Nanoparticles-assisted surface charge modification of the porous medium to treat colloidal particles migration induced by low salinity water flooding

Abstract

In this experimental study, nanoparticles (NPs) treatment of low salinity water (LSW) flooding in order to mitigate the induced colloidal particles migration in the medium has been investigated. Two sets of coreflood experiments were conducted. In the first set, engineered cores were utilized as porous media. In these experiments five types of metal oxide nanoparticles, γ-Al2O3, CuO, MgO, SiO2, and ZnO, were utilized to treat the medium. In twelve flooding tests, LSW was injected into the already NP-treated core and the effluent's particle concentration was analyzed using a turbidimeter apparatus.
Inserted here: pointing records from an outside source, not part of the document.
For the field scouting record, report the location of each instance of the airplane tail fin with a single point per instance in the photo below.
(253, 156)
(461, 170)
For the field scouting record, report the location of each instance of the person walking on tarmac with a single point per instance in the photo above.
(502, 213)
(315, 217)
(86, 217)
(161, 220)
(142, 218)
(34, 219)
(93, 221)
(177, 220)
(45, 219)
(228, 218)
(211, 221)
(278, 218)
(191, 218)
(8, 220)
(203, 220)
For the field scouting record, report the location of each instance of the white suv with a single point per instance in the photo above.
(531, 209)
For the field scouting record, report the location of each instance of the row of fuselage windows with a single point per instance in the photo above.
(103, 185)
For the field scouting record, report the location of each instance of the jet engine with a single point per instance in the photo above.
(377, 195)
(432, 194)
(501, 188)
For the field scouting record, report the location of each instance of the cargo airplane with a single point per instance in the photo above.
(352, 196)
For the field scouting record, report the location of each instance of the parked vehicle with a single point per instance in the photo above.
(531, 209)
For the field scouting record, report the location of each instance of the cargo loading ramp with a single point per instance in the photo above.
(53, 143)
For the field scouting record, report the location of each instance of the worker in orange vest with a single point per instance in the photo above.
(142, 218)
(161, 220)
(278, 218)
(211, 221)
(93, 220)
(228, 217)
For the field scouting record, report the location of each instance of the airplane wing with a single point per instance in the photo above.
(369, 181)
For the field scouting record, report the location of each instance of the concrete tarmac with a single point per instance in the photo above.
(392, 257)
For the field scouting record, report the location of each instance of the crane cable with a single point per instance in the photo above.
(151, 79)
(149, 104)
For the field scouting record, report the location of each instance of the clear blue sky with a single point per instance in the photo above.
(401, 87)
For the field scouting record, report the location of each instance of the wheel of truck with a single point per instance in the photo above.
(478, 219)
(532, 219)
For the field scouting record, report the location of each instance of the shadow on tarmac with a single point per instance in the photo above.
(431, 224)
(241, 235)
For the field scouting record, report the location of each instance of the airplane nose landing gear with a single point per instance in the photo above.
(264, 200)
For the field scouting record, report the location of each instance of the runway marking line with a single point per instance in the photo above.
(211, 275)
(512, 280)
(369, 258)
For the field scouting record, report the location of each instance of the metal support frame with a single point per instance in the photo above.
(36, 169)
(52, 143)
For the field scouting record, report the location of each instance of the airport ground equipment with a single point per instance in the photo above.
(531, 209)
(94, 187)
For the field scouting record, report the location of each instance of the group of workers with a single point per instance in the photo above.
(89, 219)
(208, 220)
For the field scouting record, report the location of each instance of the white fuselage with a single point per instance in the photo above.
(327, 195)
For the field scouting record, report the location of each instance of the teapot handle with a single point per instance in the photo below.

These experiments were conducted to find the best NP as an adsorbent of tiny particles. In the second set of the experiments, coreflood tests were performed using Berea cores to investigate the NP treatment of permeability impairment induced by LSW flooding. Quantification methods of dynamic light scattering and zeta potential analysis were done to compare different scenarios. It was found that soaking the medium with a nanofluid slug prior to LSW flooding can be a very promising remedy for the formation damage subsequently induced. The surface charge of the medium treated by γ-Al2O3 NP increases to a critically high value of 33.2mV which in turn, results in a 70% reduction of fines migration compared with the blank test. In addition, the ionic strength of the nanofluid was recognized as an important parameter that affects the treatment efficiency. It was also found that when nanoparticles disperse better in solution they have greater tendencies to alter the surface properties of the medium. The calculated total surface forces quantitatively confirmed the experimental results. Furthermore, the results confirmed that the severe permeability impairment induced by LSW flooding can be dramatically remedied due to the effect of γ-Al2O3 NP.